Additionally, RI EPSCoR-supported core facilities have increased capacity, allowing scientists to conduct research that they otherwise would not be able to pursue. The findings have been published in premier publications and furthered the body of science.

“I’ve been well funded by the National Science Foundation, NOAA, NASA, DHS and DOE,” Rothstein says. “I’ve been in this business for 30-something years. But, these grants have been unique for me. They are significant in that they are a bridge to establish new connections. And, they’ve given me a better sense for how my work fits with Rhode Island needs.”

The next step for this group of collaborators is a grant proposal that will pair the numerical models and health data for Narragansett Bay shellfish to investigate what is taking place at the lower trophic level and document the connection to the higher trophic levels.

In doing this, the paradigm will shift in how scientists can relate the full marine ecosystem across all trophic levels to physics, an effort that Rothstein calls the grand challenge of the field: “That is the holy grail of full marine ecosystem forecasting and modeling.”

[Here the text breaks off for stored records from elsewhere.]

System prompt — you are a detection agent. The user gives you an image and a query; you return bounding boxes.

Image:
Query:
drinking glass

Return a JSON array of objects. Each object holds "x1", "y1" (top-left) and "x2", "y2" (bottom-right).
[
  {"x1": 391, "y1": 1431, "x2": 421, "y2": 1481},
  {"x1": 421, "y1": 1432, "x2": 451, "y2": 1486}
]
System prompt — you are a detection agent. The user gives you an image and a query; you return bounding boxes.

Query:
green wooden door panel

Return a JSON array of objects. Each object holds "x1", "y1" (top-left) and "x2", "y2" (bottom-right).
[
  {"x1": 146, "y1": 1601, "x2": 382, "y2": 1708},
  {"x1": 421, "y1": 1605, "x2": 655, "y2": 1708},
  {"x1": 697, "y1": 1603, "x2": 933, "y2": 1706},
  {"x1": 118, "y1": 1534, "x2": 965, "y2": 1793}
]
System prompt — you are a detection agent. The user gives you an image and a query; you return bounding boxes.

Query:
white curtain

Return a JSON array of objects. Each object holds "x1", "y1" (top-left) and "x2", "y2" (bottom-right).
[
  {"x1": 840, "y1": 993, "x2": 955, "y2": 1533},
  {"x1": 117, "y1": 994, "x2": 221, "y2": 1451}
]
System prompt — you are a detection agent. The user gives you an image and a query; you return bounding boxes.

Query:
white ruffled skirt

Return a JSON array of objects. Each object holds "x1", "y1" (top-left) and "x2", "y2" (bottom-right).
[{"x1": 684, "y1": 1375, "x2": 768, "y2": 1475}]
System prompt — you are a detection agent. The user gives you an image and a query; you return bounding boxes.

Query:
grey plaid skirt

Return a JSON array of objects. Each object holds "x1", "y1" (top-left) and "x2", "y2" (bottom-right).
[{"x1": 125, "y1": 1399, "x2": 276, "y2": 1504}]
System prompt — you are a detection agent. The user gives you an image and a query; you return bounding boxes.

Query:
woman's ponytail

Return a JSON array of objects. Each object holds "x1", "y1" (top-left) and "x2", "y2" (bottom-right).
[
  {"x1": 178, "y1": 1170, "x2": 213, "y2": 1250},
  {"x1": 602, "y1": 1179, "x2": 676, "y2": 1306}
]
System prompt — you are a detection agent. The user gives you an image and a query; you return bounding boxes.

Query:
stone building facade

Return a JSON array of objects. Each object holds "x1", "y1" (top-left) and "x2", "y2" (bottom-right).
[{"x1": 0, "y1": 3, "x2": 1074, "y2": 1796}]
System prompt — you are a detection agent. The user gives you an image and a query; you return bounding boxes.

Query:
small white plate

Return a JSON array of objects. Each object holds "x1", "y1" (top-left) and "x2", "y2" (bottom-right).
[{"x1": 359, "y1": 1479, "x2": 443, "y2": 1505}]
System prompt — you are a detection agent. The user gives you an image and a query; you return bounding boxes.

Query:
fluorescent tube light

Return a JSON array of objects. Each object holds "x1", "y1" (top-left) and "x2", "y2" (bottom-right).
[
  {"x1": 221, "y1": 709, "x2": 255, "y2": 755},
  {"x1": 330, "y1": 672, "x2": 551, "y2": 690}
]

The question for RI EPSCoR researchers is why? Why do the shellfish get sick? What events occurred? How do we understand climate change and variability? How do we forecast the outcomes and manage our fisheries?

He explains: “You have diseased shellfish, the disease being a function of their environment, which includes the physics, temperature of the water, salinity, and various chemical constituents. Their health also is a function of the lower trophic level, the health of what they feed on. Any variability and they may have a hard time dealing with it and could get sick. This has happened.”

The question for RI EPSCoR researchers is why? Why do the shellfish get sick? What events occurred? How do we understand climate change and variability? How do we forecast the outcomes and manage our fisheries?

Undoubtedly, climate change and variability impact the morbidity and mortality of shellfish, and the outcome will affect such critical resources as Rhode Island fisheries, tourism, and drinking water.

“What happens here,” Rothstein says, pointing to the direction of water movement within a grid that stretches well beyond the Rhode Island coast, “impacts the shellfish in Narragansett Bay.”